Andrew Weiss, administrator of Vorhees, N.J.-based Summit Surgical Center, joined Becker’s to discuss how anesthesia subsidies are influencing ASC financial planning and shared practical advice for navigating these ongoing challenges.

Question: Can you kind of talk about the ways anesthesia subsidies affected your financial planning? What advice would you give another ASC going through this issue?

Andrew Weiss: It’s like trying to nail Jell-O to the wall right now — figuring it out is tough. The situation is very market dependent and keeps shifting. One day anesthesia companies say they need subsidies, and the next it’s, “Oh, never mind. We’re good now.” Everything could change at any moment, so there’s no guarantee.

From a budgeting perspective, planning for the subsidy is a very prudent move. That money has to come from somewhere, and naturally, it’s going to impact your bottom line.

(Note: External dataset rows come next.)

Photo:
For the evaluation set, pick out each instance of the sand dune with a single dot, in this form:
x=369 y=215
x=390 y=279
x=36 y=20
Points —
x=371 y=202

The best thing you can do is work closely with your anesthesia providers to see if they can forecast what their needs might be. Also, shop around. I’ve heard from other administrators that the situation is easing in some areas. During the worst of the labor shortages, anesthesia groups were heavily relying on locums and per diems. That’s settled down somewhat. Staffing is more stable now, with less turnover, and that’s helping create more consistency.

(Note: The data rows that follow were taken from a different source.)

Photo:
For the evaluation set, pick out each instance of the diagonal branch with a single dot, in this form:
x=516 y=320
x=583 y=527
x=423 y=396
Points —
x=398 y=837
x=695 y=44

But I don’t think this problem is going away overnight. The shortage itself is fairly predictable — there are only so many anesthesia residency slots available. Some states allow CRNAs to practice without direct supervision by an anesthesiologist, which could offer some relief. If that’s something that might help your center, work with your medical director and board to see if your state allows it. Here in New Jersey, that’s not currently an option — we only had that flexibility under a COVID-19 waiver, and it’s ending. That could be something to bring up with your state association and advocate for if it makes sense.